Allison Stringer began playing the violin at the age of two and a half and piano at the age of ten. She has studied under teachers such as Jerzy Kaplanek, Raymond Yundt, David Zafer and Mayumi Seiler and has completed her Bachelor of Music in Performance from Wilfrid Laurier University in 2013. Allison has been actively teaching since 2008 and studying various pedagogical methods such as Suzuki and Mimi Zweig's, which is based off of a mixture of Suzuki, Paul Rolland and Zweig's own ideas. Allison also performs actively in orchestras, chamber ensembles, bands and doing session work. She has won awards such as the Wilfrid Laurier Concerto Competition, the Penderecki String Quartet Award and the KW Youth Orchestra Concerto Competition. Allison spends her summers performing across North America and Europe in various festivals.

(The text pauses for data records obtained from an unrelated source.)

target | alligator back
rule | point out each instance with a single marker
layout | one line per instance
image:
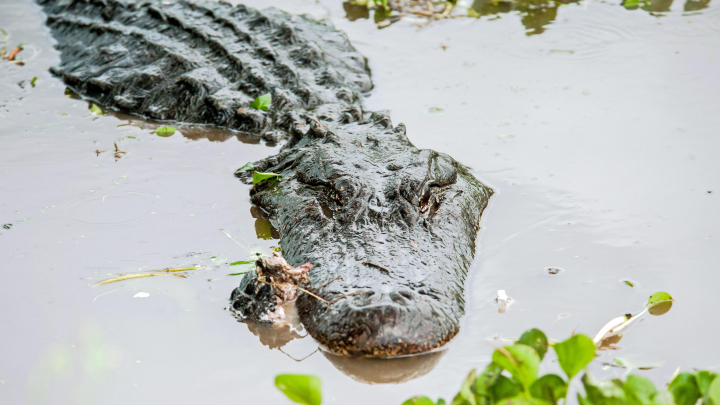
(204, 62)
(390, 229)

I believe that teaching is based on two main concepts; the teacher having a strong knowledge of the material they are teaching and the teacher knowing they must listen and adapt to how each student needs to be taught.

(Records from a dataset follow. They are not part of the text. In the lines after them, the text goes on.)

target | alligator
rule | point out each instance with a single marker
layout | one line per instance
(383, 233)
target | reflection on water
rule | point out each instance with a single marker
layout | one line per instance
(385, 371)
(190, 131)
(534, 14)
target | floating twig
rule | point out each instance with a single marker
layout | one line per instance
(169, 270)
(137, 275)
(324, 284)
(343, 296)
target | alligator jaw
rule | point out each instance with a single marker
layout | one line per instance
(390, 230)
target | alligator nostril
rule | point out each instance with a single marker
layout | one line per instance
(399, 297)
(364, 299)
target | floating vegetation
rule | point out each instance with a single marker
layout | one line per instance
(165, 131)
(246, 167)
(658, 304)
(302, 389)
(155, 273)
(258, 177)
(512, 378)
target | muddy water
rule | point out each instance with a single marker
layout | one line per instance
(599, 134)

"I believe that teaching is based on two main concepts; the teacher having a strong knowledge of the material they are teaching and the teacher knowing they must listen and adapt to how each student needs to be taught. There are great methods of teaching, such as the Suzuki method, that provide a firm foundation for learning but they do not tell you that each student will need an extra set of guidelines that are particular only to that one student. Being open to what a student is saying and aware of what they are not saying but may need is one of the key foundational points I use in my teaching style. This is the main reason that I love and continue to teach; each student brings something new to be learned and developed if you are willing to listen."